Legal cannabis sales in Canada seem to be tightly linked to the number of physical store openings. Canadians spent more than $85 million on cannabis from retail stores in May – nearly a 15 per cent jump over April sales as more stores opened in that span, according to Statistics Canada.

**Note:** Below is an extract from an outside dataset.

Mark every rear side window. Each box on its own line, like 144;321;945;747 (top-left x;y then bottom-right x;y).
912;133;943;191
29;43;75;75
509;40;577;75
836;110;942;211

Full list of winners for the second AGCO cannabis retail licence lottery:

Toronto region:

  • 9247220 Canada Ltd., 570 Bloor St. W.
  • Najla Guthrie, 964 Kingston Rd.
  • 11180673 Canada Inc., 104 Harbord St.
  • 1916384 Alberta Ltd., 619 King St. W.
  • Jason Krulicki, 2480-2490 Gerrard St. E., Unit 20A.
  • Brian F. Parker, 1303 Queen St. E.
  • 2197130 Alberta Ltd., 1180 Queen St. W.
  • Varant Kichian, 213 Queen St. E.
  • Maria Laura Rasile, 237 Queen St. W.
  • Helene Vassos, 730 Danforth Avenue, Suite 1.
  • 2464 Dufferin Inc., 2464 Dufferin St.
  • 2708654 Ontario Ltd., 501 Church St.
  • Junaid Khan, 815 Queen St. W.

GTA region:

  • Cory Floyd Cacciavillani, 1025 Plains Rd. E., Burlington.
  • Ekrem Uzunova, 20 Simcoe St. S., Oshawa.
  • Grant Willson, 15243 Yonge St., Unit 3, Aurora.
  • Corner Grass Corp., 5779 Main St., Unit 105, Stouffville.
  • Ravino Junaev, 20 Simcoe St. S., Oshawa.
  • 2674620 Ontario Limited, 1505 Guelph Line, Unit 3-4, Burlington.

West region:

  • Patricia, Gertrude, Donnelly, 589 Fairview Rd. S., Kitchener.
  • Noah Soberano, 1135 Richmond St., London.
  • 2249364 Ontario Inc., 1400 Upper James St. Suite 8, Hamilton.
  • Pietro Greco, 115 Division St., Welland.
  • Kyriakos G. Anastasiadis, 545 Ouellette Ave., Windsor.
  • 11535447 Canada Corp., 1338 S. Service Rd., Building C 5 Unit 2, Winona Crossing Shopping Centre, Stoney Creek.
  • Robert Chomiak, 1310 Fanshawe Park Rd. W., Unit F1, London.
  • Bara Bahlul, 8685 Lundy’s Lane, Unit 6, Niagara Falls.
  • Eleonora Plata, 1142 Wilson St. W., Unit 9, Ancaster.
  • Hratch Abrahamian, 395 Ontario St., Suite B2, St. Catharines.
  • John Reynolds, 120 Wyndham St. N., Guelph.

East region:

  • Ronen Ackerman, 2008 Commerce Park Dr., Innisfil.
  • Ethan Stark, 4335 Strandherd Dr., Unit 3, 4, 5, Nepean.
  • Huge Shops Ontario Inc., 566 Frank Hill Rd., Peterborough.
  • German Olga, 1988 Commerce Park Dr., Innisfil.
  • Ilim Uzunova, 1982 Commerce Park Dr., Innisfil.
  • Louis Laskovski, 312 Hurontario St., Collingwood.
  • Sofia Kuliev, 65 Collier St., Barrie.

North region:

  • Thomas Miszuk, 317 Northern Ave. S., Sault Ste. Marie.
  • CC alliance, 273 Pine St. S., Timmins.
  • Carl Ignatius, 420 Second St. S., Kenora.
  • Gerald Harrison, 1802 Victoria Ave. E., Thunder Bay.
  • Lorne J. Fine, 390 Lakeshore Dr., Suite 3, North Bay.